He snorted. “Rhodry’s crazed enough about her safety. The last thing he needs is that fucker Wolfrum stirring up more trouble.”
A sudden unwelcome thought made Rachel’s breath catch in her throat, but she strove to keep her response casual, her movements easy. “I hear that.”
Santino suddenly glanced over her shoulder and grinned. “Looks like someone wants a word,” he said and strode off to join a pair of shifters who welcomed him with low words and jabs at his shoulders that would have felled an ordinary man. Rachel’s gaze slid sideways and wasn’t surprised to see Aidan strolling around the fire.
She watched him, unable to do anything but admire the easy play of muscle and grace as he moved, avoiding every obstacle in his path as if it wasn’t there.
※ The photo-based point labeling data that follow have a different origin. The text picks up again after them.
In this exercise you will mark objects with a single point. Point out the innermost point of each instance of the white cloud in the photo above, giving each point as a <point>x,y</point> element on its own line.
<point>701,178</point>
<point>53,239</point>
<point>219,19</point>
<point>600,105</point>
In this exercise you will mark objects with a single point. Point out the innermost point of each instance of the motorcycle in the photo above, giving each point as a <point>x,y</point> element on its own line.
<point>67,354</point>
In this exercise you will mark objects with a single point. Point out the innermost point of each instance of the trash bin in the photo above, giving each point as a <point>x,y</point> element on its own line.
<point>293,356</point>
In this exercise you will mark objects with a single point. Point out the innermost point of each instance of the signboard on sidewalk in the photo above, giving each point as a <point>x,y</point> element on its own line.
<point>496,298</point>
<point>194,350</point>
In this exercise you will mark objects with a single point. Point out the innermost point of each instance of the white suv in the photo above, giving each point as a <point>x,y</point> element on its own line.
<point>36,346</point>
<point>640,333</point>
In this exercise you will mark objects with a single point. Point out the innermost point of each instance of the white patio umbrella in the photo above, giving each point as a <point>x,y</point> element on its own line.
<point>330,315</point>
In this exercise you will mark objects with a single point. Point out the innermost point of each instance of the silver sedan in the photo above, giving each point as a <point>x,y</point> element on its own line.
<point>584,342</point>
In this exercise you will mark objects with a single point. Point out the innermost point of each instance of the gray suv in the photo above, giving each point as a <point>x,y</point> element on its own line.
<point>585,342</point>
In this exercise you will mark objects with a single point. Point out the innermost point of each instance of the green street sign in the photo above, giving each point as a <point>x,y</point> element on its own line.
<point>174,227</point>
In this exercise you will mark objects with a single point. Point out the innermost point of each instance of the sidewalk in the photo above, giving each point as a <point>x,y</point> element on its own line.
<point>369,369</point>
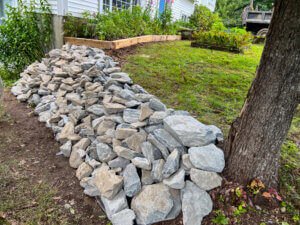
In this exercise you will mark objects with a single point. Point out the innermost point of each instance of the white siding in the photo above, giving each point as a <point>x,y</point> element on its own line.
<point>182,8</point>
<point>77,7</point>
<point>211,4</point>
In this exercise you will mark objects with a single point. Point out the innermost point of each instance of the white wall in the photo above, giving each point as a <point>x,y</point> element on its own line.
<point>77,7</point>
<point>182,8</point>
<point>211,4</point>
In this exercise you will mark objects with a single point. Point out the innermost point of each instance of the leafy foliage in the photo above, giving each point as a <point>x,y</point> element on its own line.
<point>120,24</point>
<point>232,40</point>
<point>25,35</point>
<point>203,19</point>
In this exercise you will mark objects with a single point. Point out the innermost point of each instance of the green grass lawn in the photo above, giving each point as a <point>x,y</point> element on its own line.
<point>212,85</point>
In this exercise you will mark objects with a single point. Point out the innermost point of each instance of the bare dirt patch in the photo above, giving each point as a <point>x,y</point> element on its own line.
<point>36,186</point>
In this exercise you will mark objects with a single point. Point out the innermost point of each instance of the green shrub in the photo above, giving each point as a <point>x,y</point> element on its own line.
<point>133,22</point>
<point>203,19</point>
<point>25,35</point>
<point>120,24</point>
<point>233,40</point>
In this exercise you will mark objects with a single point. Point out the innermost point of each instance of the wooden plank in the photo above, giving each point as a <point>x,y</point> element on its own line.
<point>89,42</point>
<point>122,43</point>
If they’d been on a space station, or somewhere with an artificial gravity, she’d have suspected he’d been artificially enhanced. But Aidan’s grace was owed to a shifter’s inborn strength and prowess, which only made it more appealing, not less.
“Trying to suborn my cousin?” he inquired.
“He was just being friendly, showing me where to drop my stuff. We spent two days traveling together, you know.”
Judging by the look on his face, that didn’t make him happy. Too bad. They had more important things to discuss. “Tell me something.” She stared up at him, daring him to lie. “Is Amanda married to Wolfrum?”
His reaction was immediate and very telling. “What? Fuck, no!”
She tilted her head thoughtfully, remembering Santino’s comment about how Rhodry was “crazed” with worry for Amanda. She met Aidan’s gaze. “She’s married to your cousin Rhodry, isn’t she?”
His expression tightened. “I’m going to kill Santino.”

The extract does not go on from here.